As we enter 2018, all companies have good reason to be concerned about cybercrime. The threat is very real, and the impact of becoming a victim is potentially catastrophic. Unfortunately, many organizations have limited resources to combat cybercrime.
Here are a few cost-effective tips that virtually any company can implement to help protect themselves from the current wave of cyberattacks.
1) Update your Security Policies
An effective security policy is an organization’s first line of defense. No matter how large or small your company is, you need to have a plan to ensure the security of your information assets, and you should update it regularly. For example, as we head into 2018, many organizations may need to bolster backup procedures to combat recent ransomware trends.
The process of creating an appropriate security program will force you to think holistically about your organization’s security, and form the foundation for all of your security initiatives. Organizations can, and sometimes should, bring in outside consultants or products to help craft effective security policies. But many, if not most organizations can do it themselves at very little cost.
2) Educate and Involve Employees
Research consistently shows that human error, where employees either didn’t follow policy, or didn’t receive training that would alert them to a potential security threat, is one of the leading causes of security breaches. According to a CompTIA-commissioned survey of 1,200 full-time workers across the U.S. titled "Cyber Secure: A Look at Employee Cybersecurity Habits in the Workplace," 45 percent say they do not receive any form of cybersecurity training at work.
It doesn’t cost a great deal to provide a series of brief training sessions about cybersecurity, but the benefits are substantial.
We can’t expect employees to act securely without providing them with the knowledge and resources to do so.
3) Use Strong Passwords and Keep Them Secret
Major studies by Verizon and others continue to find that most data breaches are caused by stolen passwords. Verizon recently reported that 81% percent of hacking-related breaches leveraged stolen and/or weak passwords.
Using strong passwords is the single, most cost-effective security initiative an organization can implement. Ideally, organizations should implement products that detect weak passwords and require the use of strong passwords. But if that’s not possible, any organization can at least educate their users on the importance of strong passwords and ask them to upgrade all of their weak passwords.
Two-factor authentication should also be considered. Many services, like Google for example, offer two-factor authentication at no extra cost, and the added security is extremely beneficial.
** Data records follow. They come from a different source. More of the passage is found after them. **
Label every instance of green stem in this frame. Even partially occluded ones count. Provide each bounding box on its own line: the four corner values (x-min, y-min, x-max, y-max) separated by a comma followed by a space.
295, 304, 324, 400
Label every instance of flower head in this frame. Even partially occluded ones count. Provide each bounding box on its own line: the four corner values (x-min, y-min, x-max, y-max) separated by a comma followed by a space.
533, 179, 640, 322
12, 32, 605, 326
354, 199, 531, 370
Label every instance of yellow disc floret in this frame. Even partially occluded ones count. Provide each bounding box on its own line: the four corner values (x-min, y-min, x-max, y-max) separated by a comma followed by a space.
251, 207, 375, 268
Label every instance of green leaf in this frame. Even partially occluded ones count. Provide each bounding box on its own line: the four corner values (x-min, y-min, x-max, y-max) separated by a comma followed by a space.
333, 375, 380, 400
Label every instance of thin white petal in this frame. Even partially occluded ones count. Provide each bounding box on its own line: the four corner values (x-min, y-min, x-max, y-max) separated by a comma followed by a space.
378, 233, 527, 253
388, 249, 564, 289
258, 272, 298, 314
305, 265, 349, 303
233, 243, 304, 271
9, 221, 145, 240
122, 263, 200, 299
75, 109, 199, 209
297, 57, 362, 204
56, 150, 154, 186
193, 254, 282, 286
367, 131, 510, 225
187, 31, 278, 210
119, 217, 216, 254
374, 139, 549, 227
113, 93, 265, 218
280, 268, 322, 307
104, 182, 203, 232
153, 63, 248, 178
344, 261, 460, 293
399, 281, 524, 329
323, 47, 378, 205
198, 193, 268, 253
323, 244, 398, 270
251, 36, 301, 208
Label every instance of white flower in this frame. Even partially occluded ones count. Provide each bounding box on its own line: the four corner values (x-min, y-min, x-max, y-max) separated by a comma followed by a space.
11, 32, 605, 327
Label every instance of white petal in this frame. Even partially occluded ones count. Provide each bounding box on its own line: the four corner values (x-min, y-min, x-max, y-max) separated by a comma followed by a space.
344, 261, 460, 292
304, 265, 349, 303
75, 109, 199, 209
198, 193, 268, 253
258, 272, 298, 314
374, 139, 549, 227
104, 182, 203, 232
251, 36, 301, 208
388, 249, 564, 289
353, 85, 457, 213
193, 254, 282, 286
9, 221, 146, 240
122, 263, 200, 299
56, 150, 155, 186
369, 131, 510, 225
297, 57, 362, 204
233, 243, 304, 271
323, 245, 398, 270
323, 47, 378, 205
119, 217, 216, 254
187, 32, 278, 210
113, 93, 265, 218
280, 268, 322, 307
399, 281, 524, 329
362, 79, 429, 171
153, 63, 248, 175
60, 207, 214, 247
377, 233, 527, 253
Strong Password Construction Guidelines
The SANS institute recommends that strong password policy include the following characteristics:
- Contain a mix of uppercase and lowercase letters, punctuation, numbers, and symbols
- Consist of at least 15 characters
- Be unique from other accounts owned by the user
- Never include dictionary words
- Never include patterns of characters
- Use passwords created from characters in a phrase, not from a word
4) Perform Frequent, Regular Backups
It’s now more important than ever to perform frequent, regular backups. All organizations need to protect themselves from ransomware, and in addition to basic security practices, the best way to do so is by having backups.
The number of individuals and companies that don’t perform regular backups is astonishing. Although it does take some time to perform backups, with a little bit of thought and planning, one can automate most of the process, so the actual cost and time required is minimal.
When creating an effective backup plan, it’s important to make sure the backups are not accessible to ransomware. A frequent mistake is to assume that automatically backing up to the cloud is adequate. In many cases this is not true. A friend of mine had all of his important and sensitive data stored in the Google drive folder on his PC. Because it was automatically copied to Google’s cloud, he assumed he had a nice backup. Unfortunately, if ransomware encrypts that data on his PC, the damaged files will be propagated to the cloud.
5) Keep Systems Updated
Cybercriminals frequently use malware to penetrate their victim’s computers and networks. Since malware relies on vulnerabilities in the system, it’s critical to remove those vulnerabilities as soon as they are known.
It’s true that very advanced and sophisticated malware exploits vulnerabilities that are yet unknown. However, the vast majority of malware related cybercrime and data breaches are due to old vulnerabilities—operating systems or outdated applications that individuals and organizations have failed to patch or update.
Setting your computer to automatically update your operating system is a very simple procedure and doesn’t cost anything. Additionally, many applications will also automatically update themselves if properly configured. Numerous free products, ranging from anti-virus tools to browser plugins, are also available to automatically scan your computer for outdated software.
Staying Safe in 2018
With the ever-increasing risks of cybercrime, it’s critical to implement cost-effective measures to protect yourself and your organization. While nothing can replace a comprehensive (and potentially expensive) security program, implementing the simple and inexpensive steps outlined above will go a long way towards keeping you safe in 2018.